# The final polish



## seanybaby (16 Dec 2007)

I have been freehand sharpening my blades with 1000 then 6000 jap. water stones. I've only been woodworking just over a year and have been using the stones for the last 10 months.

I believe I'm getting a super sharp edge with this procedure. The only comparable sharpness is my tutor and fellow class mates at college. I think I'm getting the sharper blades, although i only use waterstones, most people that i know use oil stones.

I will not be buying a 8000 stone because its too expensive.

So after my 6000, would lapping with those really fine grits and leather strop add a significant amount of sharpness to my blades?

Should i even be thinking about getting blades sharper than 6000grit?


----------



## Philly (16 Dec 2007)

Sean
I've been experimenting with a 10K waterstone and, for the money, it really isn't necessary to get a fine edge.
What I would recommend is a leather strop loaded with rouge as a final hone after the 6k stone - makes a noticeable difference.
Hope this helps
Philly


----------



## seanybaby (16 Dec 2007)

How dare you! answering so slowly to my Q :lol: 

What is this rouge? Is it the jewelers stuff i've read about? Where do i get it? What grit size is it?

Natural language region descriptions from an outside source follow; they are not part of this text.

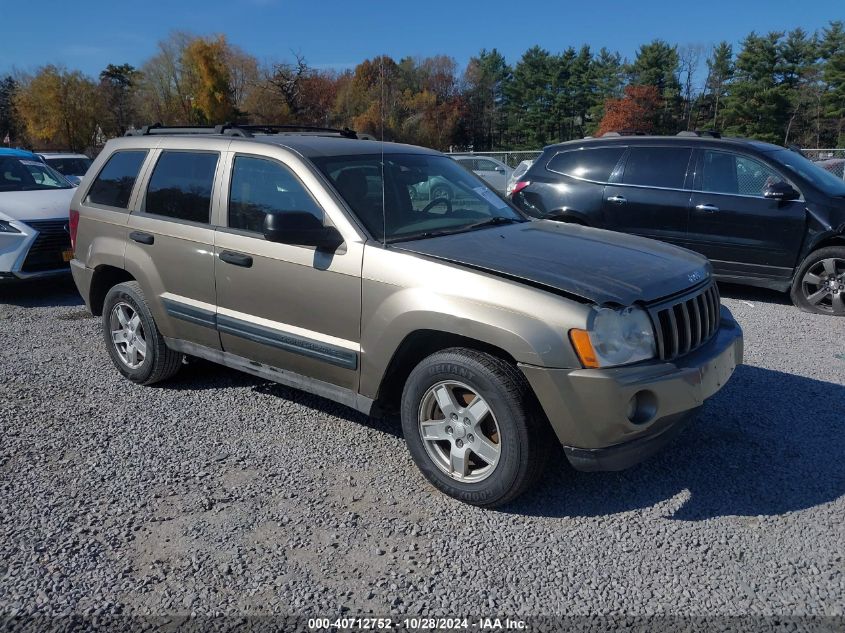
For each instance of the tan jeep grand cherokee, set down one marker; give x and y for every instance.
(388, 278)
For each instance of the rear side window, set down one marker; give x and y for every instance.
(657, 166)
(261, 186)
(724, 172)
(590, 164)
(180, 186)
(114, 183)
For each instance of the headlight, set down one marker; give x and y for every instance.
(616, 337)
(6, 227)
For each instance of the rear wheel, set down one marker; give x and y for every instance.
(473, 427)
(819, 285)
(134, 343)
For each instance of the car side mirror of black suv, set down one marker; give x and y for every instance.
(301, 228)
(780, 191)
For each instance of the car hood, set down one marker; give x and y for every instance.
(592, 264)
(45, 204)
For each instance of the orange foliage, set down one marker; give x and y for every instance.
(638, 110)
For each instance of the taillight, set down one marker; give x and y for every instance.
(519, 186)
(73, 225)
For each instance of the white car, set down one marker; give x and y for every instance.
(34, 217)
(71, 166)
(494, 172)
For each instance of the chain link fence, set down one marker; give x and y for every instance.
(833, 160)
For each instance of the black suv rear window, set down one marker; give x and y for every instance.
(114, 183)
(180, 186)
(657, 166)
(589, 164)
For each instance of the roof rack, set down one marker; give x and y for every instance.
(709, 133)
(627, 132)
(247, 131)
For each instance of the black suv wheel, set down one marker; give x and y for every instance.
(819, 285)
(134, 343)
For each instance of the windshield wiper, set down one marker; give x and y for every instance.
(495, 221)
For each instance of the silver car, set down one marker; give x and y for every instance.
(305, 260)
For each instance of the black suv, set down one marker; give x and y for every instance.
(765, 215)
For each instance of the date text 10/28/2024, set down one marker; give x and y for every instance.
(417, 624)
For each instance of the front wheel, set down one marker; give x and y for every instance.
(473, 427)
(132, 338)
(819, 285)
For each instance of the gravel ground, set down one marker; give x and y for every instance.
(220, 493)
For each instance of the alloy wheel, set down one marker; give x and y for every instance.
(459, 431)
(127, 333)
(823, 285)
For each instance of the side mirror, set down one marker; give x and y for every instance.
(301, 228)
(780, 191)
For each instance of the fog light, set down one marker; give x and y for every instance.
(641, 407)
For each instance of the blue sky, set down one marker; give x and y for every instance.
(88, 34)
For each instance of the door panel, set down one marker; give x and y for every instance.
(650, 199)
(293, 308)
(735, 226)
(287, 306)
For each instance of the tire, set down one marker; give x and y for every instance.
(441, 191)
(819, 284)
(514, 426)
(122, 331)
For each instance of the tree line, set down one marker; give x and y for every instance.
(786, 88)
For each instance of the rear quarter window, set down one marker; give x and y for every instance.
(113, 185)
(588, 164)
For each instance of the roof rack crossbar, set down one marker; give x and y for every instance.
(709, 133)
(275, 129)
(228, 129)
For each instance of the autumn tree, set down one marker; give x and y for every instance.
(60, 107)
(10, 123)
(209, 79)
(483, 115)
(639, 110)
(117, 89)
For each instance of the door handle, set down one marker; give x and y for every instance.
(236, 259)
(706, 208)
(142, 238)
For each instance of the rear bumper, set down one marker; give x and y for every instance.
(591, 409)
(14, 249)
(82, 278)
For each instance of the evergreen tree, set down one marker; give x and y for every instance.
(720, 69)
(484, 118)
(832, 50)
(758, 105)
(10, 123)
(531, 100)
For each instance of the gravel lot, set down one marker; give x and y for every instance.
(220, 493)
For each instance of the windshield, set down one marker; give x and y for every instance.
(807, 169)
(423, 195)
(21, 174)
(70, 166)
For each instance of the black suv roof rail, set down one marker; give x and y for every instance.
(626, 132)
(710, 133)
(247, 131)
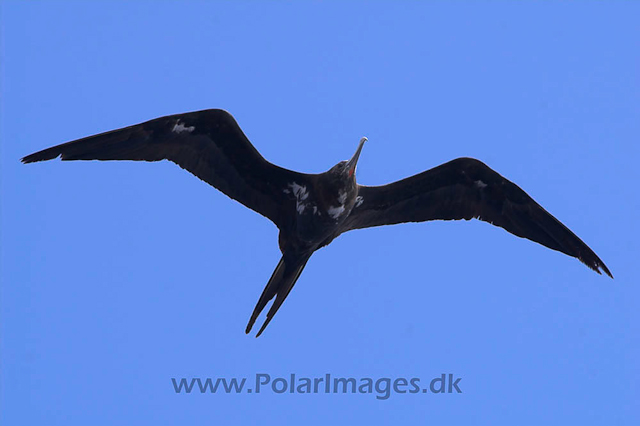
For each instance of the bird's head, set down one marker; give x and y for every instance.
(347, 169)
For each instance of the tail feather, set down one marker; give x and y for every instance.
(280, 284)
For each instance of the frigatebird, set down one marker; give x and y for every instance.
(311, 210)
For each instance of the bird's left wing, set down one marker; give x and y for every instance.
(466, 188)
(207, 143)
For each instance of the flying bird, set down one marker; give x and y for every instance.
(311, 210)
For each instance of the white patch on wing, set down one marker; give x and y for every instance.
(180, 127)
(335, 212)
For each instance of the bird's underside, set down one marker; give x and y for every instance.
(312, 209)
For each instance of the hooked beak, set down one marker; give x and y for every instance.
(351, 165)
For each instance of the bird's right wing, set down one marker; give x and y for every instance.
(207, 143)
(466, 188)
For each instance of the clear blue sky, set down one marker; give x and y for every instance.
(117, 277)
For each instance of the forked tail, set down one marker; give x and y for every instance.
(280, 284)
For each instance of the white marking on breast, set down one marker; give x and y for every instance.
(180, 127)
(335, 212)
(301, 194)
(342, 197)
(299, 191)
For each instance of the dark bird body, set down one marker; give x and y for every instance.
(311, 210)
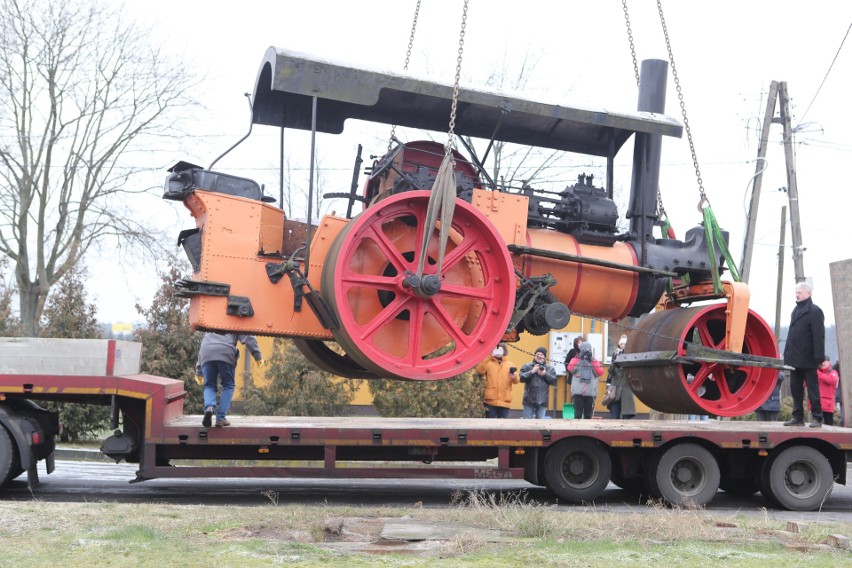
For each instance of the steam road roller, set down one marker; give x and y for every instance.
(429, 269)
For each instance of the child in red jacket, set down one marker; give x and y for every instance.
(827, 387)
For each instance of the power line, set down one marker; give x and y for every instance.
(826, 73)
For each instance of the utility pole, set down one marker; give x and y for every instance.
(777, 93)
(792, 188)
(759, 166)
(780, 271)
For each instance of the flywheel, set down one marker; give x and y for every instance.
(392, 326)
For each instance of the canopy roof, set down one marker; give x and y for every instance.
(287, 82)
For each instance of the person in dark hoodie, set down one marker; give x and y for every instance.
(537, 377)
(217, 360)
(584, 387)
(805, 351)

Where can i learn how to use a strop?

You say it makes a noticeable difference. Is this from using 6000 to stropping, or 8000 to stropping, or even 10000 to stropping?

Nice one


----------



## Karl (16 Dec 2007)

Hi Sean

I use waterstones too - 800, 1200 and 6000. The polish from a 6000 doesn't give the ultimate edge, so I strop afterwards and, as Philly says, this makes a noticeable difference to the edge sharpness. My strop and polish only cost a few quid.

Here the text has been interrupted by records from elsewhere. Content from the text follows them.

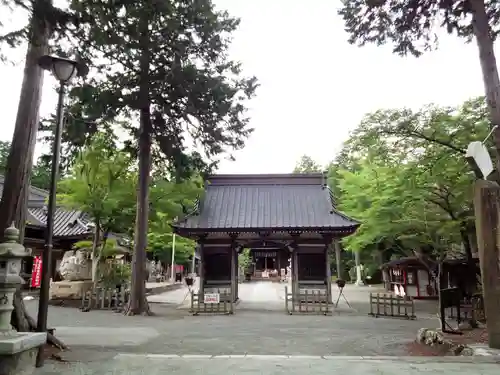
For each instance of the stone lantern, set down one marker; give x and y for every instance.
(11, 256)
(17, 349)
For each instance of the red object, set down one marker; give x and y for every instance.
(179, 268)
(36, 272)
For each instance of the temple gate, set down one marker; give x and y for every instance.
(280, 217)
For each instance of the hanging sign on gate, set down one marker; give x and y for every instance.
(211, 298)
(36, 272)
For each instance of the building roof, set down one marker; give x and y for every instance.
(67, 223)
(277, 202)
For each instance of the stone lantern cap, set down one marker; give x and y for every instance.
(11, 248)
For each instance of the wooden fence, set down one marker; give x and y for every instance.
(105, 299)
(218, 302)
(389, 305)
(308, 302)
(470, 309)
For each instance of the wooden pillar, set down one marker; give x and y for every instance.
(233, 256)
(487, 211)
(237, 272)
(202, 269)
(295, 272)
(328, 274)
(278, 262)
(338, 261)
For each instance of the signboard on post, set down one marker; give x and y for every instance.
(210, 298)
(36, 272)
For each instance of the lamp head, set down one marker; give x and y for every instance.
(63, 69)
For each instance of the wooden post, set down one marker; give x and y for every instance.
(336, 244)
(487, 210)
(233, 272)
(295, 272)
(237, 273)
(201, 290)
(328, 275)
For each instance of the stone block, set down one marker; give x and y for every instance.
(73, 290)
(18, 353)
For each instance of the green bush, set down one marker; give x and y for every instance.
(115, 274)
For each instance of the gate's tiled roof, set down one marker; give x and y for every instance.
(274, 202)
(67, 223)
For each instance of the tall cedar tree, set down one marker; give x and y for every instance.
(411, 26)
(44, 21)
(166, 62)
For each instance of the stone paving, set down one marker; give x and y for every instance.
(258, 335)
(135, 365)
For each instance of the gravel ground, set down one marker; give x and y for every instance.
(252, 341)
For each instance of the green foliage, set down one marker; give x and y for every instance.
(410, 25)
(4, 154)
(115, 274)
(102, 184)
(171, 200)
(40, 174)
(307, 165)
(244, 259)
(110, 247)
(193, 88)
(160, 246)
(403, 174)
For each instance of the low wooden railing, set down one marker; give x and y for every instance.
(470, 309)
(218, 302)
(308, 302)
(105, 299)
(392, 306)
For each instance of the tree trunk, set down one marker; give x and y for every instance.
(13, 205)
(480, 23)
(138, 303)
(96, 252)
(487, 210)
(338, 260)
(19, 162)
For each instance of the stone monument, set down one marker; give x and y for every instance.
(18, 350)
(76, 272)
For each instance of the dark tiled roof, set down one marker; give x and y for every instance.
(67, 223)
(274, 202)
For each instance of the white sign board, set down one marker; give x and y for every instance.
(478, 152)
(396, 290)
(211, 298)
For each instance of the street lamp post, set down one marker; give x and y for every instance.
(172, 267)
(64, 70)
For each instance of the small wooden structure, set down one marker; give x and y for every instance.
(106, 299)
(292, 215)
(414, 278)
(218, 302)
(308, 302)
(391, 306)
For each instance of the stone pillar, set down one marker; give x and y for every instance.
(233, 256)
(328, 275)
(487, 211)
(202, 269)
(338, 259)
(237, 273)
(18, 350)
(359, 279)
(295, 272)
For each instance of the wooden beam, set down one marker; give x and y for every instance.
(487, 211)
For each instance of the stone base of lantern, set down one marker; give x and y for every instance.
(18, 353)
(73, 290)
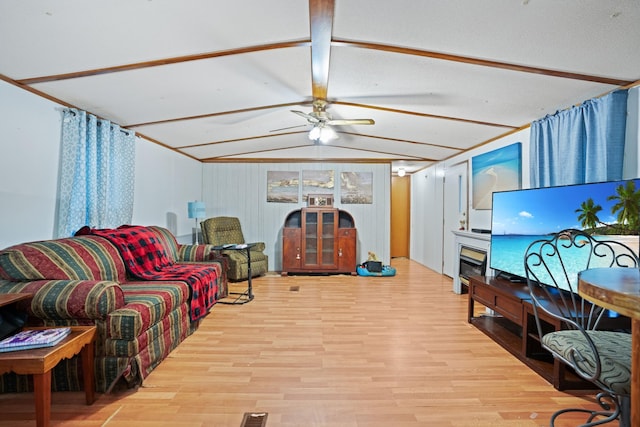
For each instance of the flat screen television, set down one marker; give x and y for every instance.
(519, 217)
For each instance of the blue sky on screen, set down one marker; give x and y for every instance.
(548, 210)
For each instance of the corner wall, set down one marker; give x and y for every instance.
(30, 146)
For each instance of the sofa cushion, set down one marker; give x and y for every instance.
(140, 248)
(146, 303)
(76, 258)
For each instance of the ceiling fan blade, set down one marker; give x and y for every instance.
(347, 122)
(309, 117)
(290, 127)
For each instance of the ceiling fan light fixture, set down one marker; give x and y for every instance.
(327, 134)
(323, 134)
(314, 133)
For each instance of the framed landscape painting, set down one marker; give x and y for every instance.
(497, 170)
(283, 186)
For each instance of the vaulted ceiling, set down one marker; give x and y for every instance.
(218, 80)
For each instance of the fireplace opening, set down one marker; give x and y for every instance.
(473, 262)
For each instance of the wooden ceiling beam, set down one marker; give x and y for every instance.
(321, 21)
(481, 62)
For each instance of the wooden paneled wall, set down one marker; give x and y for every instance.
(240, 189)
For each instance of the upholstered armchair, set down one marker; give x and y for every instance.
(225, 230)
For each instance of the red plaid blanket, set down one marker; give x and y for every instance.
(146, 258)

I believe Woodbloke (?) has used a 10000 ceramic stone for the final polish with superb results.

Cheers

Karl


----------



## Philly (16 Dec 2007)

Sean
Apologies for making you wait so long :wink: 

I bought a leather strop and green compound from Classic Hand Tools - it doesn't seem to be on the website so give Mike a call. 

To use hone your edge as usual (to 6000) then give it a couple of strokes back and front on the strop. Easy-peasy!
I usually shave a little hair off the back of my hand - if i can't easily do this from the stones then the strop usually takes it to that level. If you can shave hair - it is ready to rumble  
I appreciate that I should be able to shave hair straight from the 6000 stone - time being short I'm not always as thorough as I should be with my sharpening regime. Please don't tell Mr C :lol: 
Hope this helps
Philly


----------



## tnimble (16 Dec 2007)

When stropping use only back strokes, you have a better edge and no risk of diggin in. Strops can easily made from an old leather belt (if it's wide enough for the edge you want to strop).


----------



## seanybaby (16 Dec 2007)

I don't accept your apologies, i shaved my grans beard, while waiting just for you to answer my questions :shock: 

My test is to try and shave what hairs i have on my left arm. This works with after sharpening with the 6000. Thats why i say i have a super sharp edge (to what i know sharp).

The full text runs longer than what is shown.